The provided datasets can be downloaded using our toolkit or directly using the provided URLs in our repository.

Using our toolkit

It is recommended to install and use our toolkit to manage, evaluate & upload your submissions. The toolkit consists of a python package containing evaluation scripts, scripts to download datasets & other relevant files, also scripts to facilitate uploading of results to the leaderboards. You can find instructions on how to download and use our toolkit here

Submission Preparation

Each benchmark requires a specific set of files to be prepared.

To facilitate this you can use the zrc submission:init sLM21 <location> command from the toolkit to create an empty submission template folder. <location> is the path where the directory will be created

`meta.yaml`

This file contains meta information about the author and how this submission was created.

example :

model_info:
  model_id: null
  gpu_budget: 60
  system_description: "CPC-big (trained on librispeech 960), kmeans (trained on librispeech 100), LSTM. See https://zerospeech.com/2021 for more details."
  train_set: "librispeech 960, librispeech 100"
publication:
  author_label: "Nguyen et al."
  authors: "Nguyen, T., Seyssel, M., Rozé, P., Rivière, M., Kharitonov, E., Baevski, A., Dunbar, E. & Dupoux, E."
  paper_title: "The zero resource speech benchmark 2021: Metrics and baselines for unsupervised spoken language modeling."
  paper_url: "https://arxiv.org/abs/2011.11589"
  publication_year: 2021
  institution: "EHESS, ENS, PSL Research University, CNRS and Inria"
  team: "CoML Team"
code_url: "https://github.com/zerospeech/zerospeech2021_baseline"
open_source: true

To Note

While most of the information in meta.yaml is optional, we appreciate if you take the time and fill this information as it allows us to verify the submissions and be able to keep track of all the systems that use our benchmarks.

We also would appreciate if you made your code open source and provided a link to it, although we understand that this is not always possible.

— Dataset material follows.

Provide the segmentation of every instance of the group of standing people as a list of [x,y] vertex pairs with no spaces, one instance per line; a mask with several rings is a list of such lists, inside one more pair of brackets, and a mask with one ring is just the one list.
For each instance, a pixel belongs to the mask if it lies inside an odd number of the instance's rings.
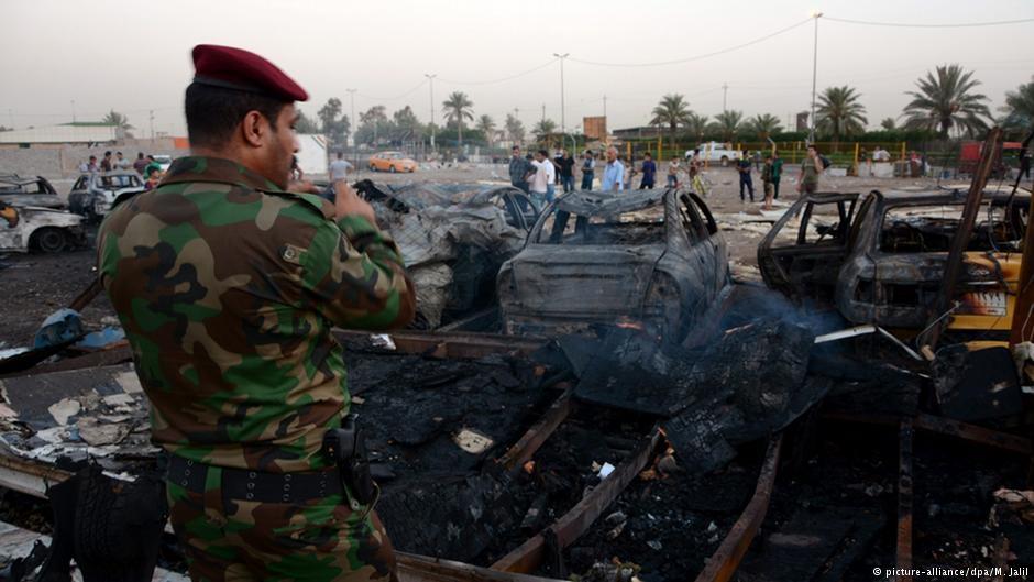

The model_id parameter is generated when you submit a system to our backend, if you wish to submit the same system to multiple benchmarks keep the model_id the same to allow our system to link the submissions.

`params.yaml`

This file contains various parameters that can override the defaults of each benchmark.

semantic:
  metric:  <str>
    The metric to use for semantic evaluation. May be any metric
    supported by scipy.spatial.distance.cdist.
  n_jobs: <int> accelerate semantic evaluation by adding multiple processes
  pooling: <str>
    The pooling method to use for semantic evaluation, must be 'min',
    'max', 'mean', 'sum', 'last' or 'lastlast'.

`model outputs`

For each of the tasks a model output is required.

/lexical, /syntactic

The /lexical and /syntactic folders of the submission must contain the two files dev.txt and test.txt. For each *.wav file in the dataset must correspond a line either in dev.txtor test.txt with its corresponding pseudo-probability (order does not matter). For example if the dev dataset contains:

   /path/to/dataset/lexical/dev
   ├── aAAfmkmQpVz.wav
   ├── AaaggUZsvkR.wav
   ├── aAakhKfuvQI.wav
   ├── aAaOswLeeBL.wav
   ├── AaasVuoMJnS.wav

The submitted file dev.txt must contain entries like:

   aAAfmkmQpVz -313.37445068359375
   AaaggUZsvkR -447.8950500488281
   aAakhKfuvQI -383.8902587890625
   aAaOswLeeBL -430.2048645019531
   AaasVuoMJnS -356.9426574707031

/semantic

The semantic folder of the submission must contain the following subdirectories: dev/synthetic, dev/librispeech, test/synthetic and test/librispeech.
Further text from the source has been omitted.